Charter of the Strategic and Financial Transactions Committee of the Board of Directors of Seagate Technology
I. COMPOSITION, MEETINGS, QUORUM AND VOTING:
- The Strategic and Financial Transactions Committee (“Committee”) of the Board of Directors of Seagate Technology (the “Company”) shall consist of at least three (3) members of the Board of Directors. The Committee shall elect a Chairman from among their members to serve in that capacity until a new Chairman is elected.
- A majority of the members of the Committee shall be necessary to constitute a quorum, and in every case the affirmative vote of a majority of the members present and voting (excluding abstentions) shall be necessary for the taking of any action.
- The Committee shall hold such meetings as it deems necessary and shall meet on an ad hoc basis throughout each calendar year. Minutes of all Committee meetings shall be taken and shall be approved in a timely manner.
- The Committee has the authority to approve (i) the payment of compensation to, or other terms of retention of, any legal, accounting or other advisor retained by the Committee and (ii) the payment of ordinary administrative expenses of the Committee that are necessary or appropriate to carry out its duties.
II. FUNCTION AND DUTIES:
- The Committee shall possess and may exercise all the powers of the Board of Directors that may by law be exercised by the Committee to review, evaluate and authorize management of the Company to enter into any potential capital market transactions (including debt and equity financings), private equity and debt financing, proposed merger, acquisition, divestiture or investment, in amounts of more than $25 million and up to $100 million individually (transactions of $25 million or less being within the Chief Executive Officer’s discretion) that the Company may have the opportunity to participate in from time to time. The Committee may review similar transactions in excess of $100 million, and make a recommendation to the full Board of Directors in connection therewith.
- The Committee shall oversee the Company’s corporate capital structure, including not less than an annual review and discussion with the Company’s management about the status of the Company's long- and short-term debt, and debt-to-equity ratio.
- The Committee shall discuss with the Company’s management and its independent auditors the Company’s guidelines and policies with respect to risk assessment, risk appetite, and risk management.

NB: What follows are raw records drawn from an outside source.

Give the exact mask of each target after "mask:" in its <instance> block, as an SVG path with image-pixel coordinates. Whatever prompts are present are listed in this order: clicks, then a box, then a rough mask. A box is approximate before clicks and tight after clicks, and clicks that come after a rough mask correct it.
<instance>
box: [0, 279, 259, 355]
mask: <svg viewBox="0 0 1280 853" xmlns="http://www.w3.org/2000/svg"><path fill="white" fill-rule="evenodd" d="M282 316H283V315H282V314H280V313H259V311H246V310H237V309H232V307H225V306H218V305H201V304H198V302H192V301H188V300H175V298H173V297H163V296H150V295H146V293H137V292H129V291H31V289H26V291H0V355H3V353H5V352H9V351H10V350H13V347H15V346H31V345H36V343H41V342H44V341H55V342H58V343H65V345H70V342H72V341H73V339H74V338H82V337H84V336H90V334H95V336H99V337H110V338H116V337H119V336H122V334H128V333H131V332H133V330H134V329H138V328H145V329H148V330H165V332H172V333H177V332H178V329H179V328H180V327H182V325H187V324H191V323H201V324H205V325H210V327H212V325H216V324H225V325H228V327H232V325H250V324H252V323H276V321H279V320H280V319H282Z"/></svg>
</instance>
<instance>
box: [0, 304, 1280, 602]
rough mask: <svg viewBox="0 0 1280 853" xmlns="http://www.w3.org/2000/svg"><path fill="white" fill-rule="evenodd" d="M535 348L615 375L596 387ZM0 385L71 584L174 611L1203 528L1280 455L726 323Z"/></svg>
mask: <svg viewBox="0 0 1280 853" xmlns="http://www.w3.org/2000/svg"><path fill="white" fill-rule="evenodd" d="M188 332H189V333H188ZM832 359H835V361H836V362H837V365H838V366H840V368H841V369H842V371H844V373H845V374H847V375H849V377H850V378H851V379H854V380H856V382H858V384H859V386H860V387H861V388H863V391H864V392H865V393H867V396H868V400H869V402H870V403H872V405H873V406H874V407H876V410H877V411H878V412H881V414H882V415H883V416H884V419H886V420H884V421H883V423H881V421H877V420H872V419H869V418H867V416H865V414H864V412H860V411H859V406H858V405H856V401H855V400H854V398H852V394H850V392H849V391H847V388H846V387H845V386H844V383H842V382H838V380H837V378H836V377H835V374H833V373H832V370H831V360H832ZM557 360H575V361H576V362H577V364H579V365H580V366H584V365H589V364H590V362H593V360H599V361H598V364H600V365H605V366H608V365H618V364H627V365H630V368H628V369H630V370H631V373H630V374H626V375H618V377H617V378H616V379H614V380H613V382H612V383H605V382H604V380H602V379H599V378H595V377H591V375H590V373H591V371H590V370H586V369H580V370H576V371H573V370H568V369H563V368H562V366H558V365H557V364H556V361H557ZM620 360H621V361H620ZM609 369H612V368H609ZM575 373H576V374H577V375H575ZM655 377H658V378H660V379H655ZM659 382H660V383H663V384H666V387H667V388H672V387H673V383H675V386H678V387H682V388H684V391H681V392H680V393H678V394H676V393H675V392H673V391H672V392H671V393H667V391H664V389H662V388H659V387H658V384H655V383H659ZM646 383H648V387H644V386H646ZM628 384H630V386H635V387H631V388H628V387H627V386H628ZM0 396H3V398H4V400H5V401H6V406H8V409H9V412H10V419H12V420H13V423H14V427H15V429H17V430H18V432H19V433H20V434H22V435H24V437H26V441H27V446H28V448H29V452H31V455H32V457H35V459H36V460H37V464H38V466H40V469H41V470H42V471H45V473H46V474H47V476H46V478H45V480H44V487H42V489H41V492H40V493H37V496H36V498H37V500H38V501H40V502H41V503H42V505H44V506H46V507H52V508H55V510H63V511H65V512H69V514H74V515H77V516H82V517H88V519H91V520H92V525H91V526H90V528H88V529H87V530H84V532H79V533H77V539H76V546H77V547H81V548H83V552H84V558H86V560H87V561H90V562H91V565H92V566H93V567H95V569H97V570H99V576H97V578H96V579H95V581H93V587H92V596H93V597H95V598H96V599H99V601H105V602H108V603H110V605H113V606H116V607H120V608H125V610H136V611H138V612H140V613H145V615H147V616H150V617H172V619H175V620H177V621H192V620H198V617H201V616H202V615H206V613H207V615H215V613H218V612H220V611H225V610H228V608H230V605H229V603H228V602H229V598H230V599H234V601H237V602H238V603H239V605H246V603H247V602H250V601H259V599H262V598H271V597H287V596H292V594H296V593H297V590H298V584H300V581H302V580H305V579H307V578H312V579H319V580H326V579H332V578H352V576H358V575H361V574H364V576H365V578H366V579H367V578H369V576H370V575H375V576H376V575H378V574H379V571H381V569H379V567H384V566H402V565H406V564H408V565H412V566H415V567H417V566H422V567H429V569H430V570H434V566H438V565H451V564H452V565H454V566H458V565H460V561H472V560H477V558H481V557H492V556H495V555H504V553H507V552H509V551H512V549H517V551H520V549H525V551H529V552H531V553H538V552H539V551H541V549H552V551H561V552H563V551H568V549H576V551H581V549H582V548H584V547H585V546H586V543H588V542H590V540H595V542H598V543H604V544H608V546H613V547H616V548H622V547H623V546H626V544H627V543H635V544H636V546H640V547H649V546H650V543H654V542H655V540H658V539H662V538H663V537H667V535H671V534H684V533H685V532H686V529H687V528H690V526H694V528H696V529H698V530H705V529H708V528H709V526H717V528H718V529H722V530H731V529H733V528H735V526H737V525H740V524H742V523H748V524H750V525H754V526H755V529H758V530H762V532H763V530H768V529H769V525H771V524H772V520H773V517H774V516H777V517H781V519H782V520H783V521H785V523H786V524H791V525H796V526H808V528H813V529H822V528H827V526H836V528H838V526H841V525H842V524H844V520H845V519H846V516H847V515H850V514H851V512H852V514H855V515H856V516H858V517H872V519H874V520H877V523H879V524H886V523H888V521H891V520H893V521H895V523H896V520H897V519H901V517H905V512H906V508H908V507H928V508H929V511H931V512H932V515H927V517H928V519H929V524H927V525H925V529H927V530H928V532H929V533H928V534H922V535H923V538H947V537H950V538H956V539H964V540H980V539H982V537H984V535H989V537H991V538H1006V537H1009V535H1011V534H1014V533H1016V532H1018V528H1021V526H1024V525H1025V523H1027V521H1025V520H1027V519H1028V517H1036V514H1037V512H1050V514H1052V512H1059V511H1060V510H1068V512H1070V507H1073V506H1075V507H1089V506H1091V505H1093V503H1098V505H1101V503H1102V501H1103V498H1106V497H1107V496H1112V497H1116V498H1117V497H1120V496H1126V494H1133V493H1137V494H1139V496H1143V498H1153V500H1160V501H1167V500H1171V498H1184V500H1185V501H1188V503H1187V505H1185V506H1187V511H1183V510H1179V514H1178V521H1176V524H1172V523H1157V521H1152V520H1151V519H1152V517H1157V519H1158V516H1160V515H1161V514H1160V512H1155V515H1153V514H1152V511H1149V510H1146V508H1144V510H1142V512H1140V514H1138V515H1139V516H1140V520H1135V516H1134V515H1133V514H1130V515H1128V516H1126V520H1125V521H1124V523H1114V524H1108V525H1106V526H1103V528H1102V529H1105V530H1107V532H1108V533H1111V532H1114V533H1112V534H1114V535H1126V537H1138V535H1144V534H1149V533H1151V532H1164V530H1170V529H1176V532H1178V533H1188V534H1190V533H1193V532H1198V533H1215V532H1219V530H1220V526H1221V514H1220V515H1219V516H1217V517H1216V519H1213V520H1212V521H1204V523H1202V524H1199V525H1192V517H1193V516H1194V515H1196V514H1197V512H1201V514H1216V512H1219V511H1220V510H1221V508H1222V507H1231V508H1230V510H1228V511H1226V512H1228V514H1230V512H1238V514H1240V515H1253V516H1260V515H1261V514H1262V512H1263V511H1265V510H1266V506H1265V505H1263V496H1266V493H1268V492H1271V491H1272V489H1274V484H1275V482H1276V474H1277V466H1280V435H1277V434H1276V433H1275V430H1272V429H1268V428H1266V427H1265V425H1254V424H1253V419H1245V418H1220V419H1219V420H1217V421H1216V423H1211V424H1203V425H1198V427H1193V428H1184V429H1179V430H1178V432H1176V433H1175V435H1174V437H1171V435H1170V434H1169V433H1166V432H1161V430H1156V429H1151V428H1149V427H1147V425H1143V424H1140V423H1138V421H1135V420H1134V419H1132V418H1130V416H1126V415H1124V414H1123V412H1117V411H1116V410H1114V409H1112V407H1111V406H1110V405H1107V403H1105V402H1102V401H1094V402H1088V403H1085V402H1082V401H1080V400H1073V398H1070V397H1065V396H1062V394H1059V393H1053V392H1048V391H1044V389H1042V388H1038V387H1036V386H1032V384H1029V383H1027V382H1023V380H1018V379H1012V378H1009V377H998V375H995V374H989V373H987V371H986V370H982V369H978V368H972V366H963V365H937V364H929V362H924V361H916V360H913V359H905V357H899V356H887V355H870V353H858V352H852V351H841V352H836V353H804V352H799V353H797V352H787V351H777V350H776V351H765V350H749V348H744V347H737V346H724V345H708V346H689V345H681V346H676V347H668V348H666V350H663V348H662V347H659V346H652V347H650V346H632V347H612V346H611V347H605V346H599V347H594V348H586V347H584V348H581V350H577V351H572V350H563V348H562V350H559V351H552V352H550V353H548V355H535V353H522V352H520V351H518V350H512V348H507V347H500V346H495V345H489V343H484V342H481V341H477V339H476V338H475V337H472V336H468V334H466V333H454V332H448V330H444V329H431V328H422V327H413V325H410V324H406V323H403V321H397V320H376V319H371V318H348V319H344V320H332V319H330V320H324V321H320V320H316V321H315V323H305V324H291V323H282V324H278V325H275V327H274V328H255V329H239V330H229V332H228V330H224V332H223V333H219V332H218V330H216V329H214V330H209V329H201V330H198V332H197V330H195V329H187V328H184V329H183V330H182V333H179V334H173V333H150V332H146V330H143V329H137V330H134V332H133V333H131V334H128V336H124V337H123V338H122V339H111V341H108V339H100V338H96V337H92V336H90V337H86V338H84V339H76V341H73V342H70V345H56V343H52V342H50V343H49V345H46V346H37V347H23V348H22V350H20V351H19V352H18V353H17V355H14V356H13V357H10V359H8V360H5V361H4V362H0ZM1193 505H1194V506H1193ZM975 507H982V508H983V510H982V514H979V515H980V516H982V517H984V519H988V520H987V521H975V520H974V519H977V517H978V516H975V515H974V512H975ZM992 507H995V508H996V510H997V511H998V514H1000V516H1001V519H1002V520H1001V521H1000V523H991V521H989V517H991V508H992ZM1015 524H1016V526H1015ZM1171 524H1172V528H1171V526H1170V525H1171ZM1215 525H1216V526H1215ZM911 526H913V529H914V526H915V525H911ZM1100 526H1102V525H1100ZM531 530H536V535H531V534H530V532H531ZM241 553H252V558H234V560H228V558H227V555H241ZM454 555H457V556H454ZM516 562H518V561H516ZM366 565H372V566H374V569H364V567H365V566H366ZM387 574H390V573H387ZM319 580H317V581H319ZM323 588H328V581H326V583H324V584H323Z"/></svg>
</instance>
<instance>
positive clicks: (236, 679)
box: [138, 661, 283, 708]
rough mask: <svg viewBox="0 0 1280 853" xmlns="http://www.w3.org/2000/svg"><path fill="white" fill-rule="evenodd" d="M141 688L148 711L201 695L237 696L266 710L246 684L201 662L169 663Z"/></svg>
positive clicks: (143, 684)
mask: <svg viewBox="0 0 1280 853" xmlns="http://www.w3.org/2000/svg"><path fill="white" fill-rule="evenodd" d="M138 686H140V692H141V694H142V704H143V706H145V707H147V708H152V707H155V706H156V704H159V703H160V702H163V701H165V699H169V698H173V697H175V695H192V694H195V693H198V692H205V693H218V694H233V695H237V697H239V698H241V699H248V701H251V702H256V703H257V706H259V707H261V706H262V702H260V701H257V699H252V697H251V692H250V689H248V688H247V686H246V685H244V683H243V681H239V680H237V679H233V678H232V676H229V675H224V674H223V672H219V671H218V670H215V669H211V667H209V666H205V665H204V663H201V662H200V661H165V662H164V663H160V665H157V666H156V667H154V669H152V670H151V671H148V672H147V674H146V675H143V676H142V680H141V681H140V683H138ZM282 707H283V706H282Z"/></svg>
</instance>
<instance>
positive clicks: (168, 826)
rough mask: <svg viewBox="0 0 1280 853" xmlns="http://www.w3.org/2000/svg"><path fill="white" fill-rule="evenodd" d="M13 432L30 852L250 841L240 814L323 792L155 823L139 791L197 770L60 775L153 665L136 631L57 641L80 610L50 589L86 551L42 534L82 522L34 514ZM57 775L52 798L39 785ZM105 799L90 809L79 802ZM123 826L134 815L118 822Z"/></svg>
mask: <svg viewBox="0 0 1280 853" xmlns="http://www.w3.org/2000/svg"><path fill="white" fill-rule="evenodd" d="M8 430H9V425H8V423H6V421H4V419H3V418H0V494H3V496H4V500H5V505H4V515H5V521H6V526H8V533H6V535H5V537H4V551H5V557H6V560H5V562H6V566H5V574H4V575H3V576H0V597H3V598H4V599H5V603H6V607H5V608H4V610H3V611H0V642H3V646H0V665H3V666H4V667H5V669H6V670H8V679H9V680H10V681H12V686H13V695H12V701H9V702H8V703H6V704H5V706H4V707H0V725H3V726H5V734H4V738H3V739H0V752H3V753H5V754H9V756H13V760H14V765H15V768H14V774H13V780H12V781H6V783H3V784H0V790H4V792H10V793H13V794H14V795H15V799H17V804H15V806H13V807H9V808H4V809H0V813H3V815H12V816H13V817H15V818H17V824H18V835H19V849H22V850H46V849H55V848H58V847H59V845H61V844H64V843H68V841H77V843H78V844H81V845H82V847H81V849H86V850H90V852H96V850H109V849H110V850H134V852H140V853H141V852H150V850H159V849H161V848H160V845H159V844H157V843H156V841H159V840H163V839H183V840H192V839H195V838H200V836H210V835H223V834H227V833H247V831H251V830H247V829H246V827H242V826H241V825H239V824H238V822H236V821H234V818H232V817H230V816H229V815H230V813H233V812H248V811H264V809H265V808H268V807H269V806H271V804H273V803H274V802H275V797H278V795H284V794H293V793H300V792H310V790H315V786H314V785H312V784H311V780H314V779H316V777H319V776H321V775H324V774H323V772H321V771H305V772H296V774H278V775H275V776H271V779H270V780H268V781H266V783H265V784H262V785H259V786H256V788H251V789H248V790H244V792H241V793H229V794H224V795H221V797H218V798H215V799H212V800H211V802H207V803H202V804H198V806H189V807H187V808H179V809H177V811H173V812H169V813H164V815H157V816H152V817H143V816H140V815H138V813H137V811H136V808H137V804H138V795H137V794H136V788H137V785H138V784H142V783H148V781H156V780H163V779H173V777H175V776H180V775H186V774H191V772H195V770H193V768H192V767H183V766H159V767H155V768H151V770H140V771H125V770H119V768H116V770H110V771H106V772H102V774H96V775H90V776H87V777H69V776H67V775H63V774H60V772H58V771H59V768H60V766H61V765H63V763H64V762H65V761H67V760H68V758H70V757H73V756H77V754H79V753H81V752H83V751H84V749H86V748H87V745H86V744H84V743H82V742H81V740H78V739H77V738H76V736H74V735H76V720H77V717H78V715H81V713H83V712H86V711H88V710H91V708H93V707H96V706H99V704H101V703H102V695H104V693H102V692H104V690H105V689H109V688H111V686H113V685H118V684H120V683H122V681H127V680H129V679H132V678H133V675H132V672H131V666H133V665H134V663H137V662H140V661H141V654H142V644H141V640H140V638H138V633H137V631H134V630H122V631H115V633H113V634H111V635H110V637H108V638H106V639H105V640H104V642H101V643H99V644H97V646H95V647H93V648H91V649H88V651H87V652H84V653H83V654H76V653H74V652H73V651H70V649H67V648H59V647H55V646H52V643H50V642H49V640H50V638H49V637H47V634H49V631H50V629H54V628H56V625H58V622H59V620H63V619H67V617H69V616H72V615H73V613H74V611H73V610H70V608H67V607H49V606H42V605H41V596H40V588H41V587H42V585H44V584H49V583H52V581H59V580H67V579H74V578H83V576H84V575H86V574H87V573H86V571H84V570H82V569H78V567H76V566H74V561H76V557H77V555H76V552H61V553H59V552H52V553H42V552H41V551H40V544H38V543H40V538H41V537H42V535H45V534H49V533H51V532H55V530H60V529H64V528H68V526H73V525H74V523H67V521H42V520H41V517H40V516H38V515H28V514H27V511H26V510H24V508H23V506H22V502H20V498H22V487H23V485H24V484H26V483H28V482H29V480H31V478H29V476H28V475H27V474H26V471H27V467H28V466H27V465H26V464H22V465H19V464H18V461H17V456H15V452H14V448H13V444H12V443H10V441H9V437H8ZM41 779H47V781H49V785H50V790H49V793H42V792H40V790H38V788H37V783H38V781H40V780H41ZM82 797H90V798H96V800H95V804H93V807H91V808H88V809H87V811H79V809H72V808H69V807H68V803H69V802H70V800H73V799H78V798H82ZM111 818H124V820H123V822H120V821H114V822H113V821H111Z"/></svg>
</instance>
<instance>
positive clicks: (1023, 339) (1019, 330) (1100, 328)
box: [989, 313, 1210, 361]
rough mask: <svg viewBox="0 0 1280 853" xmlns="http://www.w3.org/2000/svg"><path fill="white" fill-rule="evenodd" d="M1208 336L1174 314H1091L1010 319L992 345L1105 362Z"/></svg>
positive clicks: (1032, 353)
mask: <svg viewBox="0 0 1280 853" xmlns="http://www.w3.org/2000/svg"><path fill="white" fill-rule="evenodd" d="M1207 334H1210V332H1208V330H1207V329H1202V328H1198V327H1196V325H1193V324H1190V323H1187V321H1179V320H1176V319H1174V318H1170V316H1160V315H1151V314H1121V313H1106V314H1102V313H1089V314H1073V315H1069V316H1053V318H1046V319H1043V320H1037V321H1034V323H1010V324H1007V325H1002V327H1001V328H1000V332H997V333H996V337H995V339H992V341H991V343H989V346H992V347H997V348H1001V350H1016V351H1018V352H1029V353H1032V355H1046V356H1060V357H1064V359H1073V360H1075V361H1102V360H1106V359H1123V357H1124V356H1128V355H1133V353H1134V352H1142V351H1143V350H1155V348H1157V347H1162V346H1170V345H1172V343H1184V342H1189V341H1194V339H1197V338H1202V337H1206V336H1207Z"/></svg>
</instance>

- The Committee shall discuss the Company’s major risk exposures, including financial and operational risks, and the steps the Company’s management is taking or has taken to monitor and control risk within risk appetite guidelines.
- The Committee shall perform such other functions as may from time to time be delegated by the Board of Directors to the Committee.
- The Committee shall regularly report to the full Board of Directors (i) the results of each meeting of the Committee following such meeting, (ii) such other matters as are relevant to the Committee’s discharge of its duties, and (iii) such recommendations as the Committee shall deem appropriate.
III. POLICIES
- The Committee shall perform a review and evaluation, at least annually, of the performance of the Committee and its members, including by reviewing the compliance of the Committee with this Charter.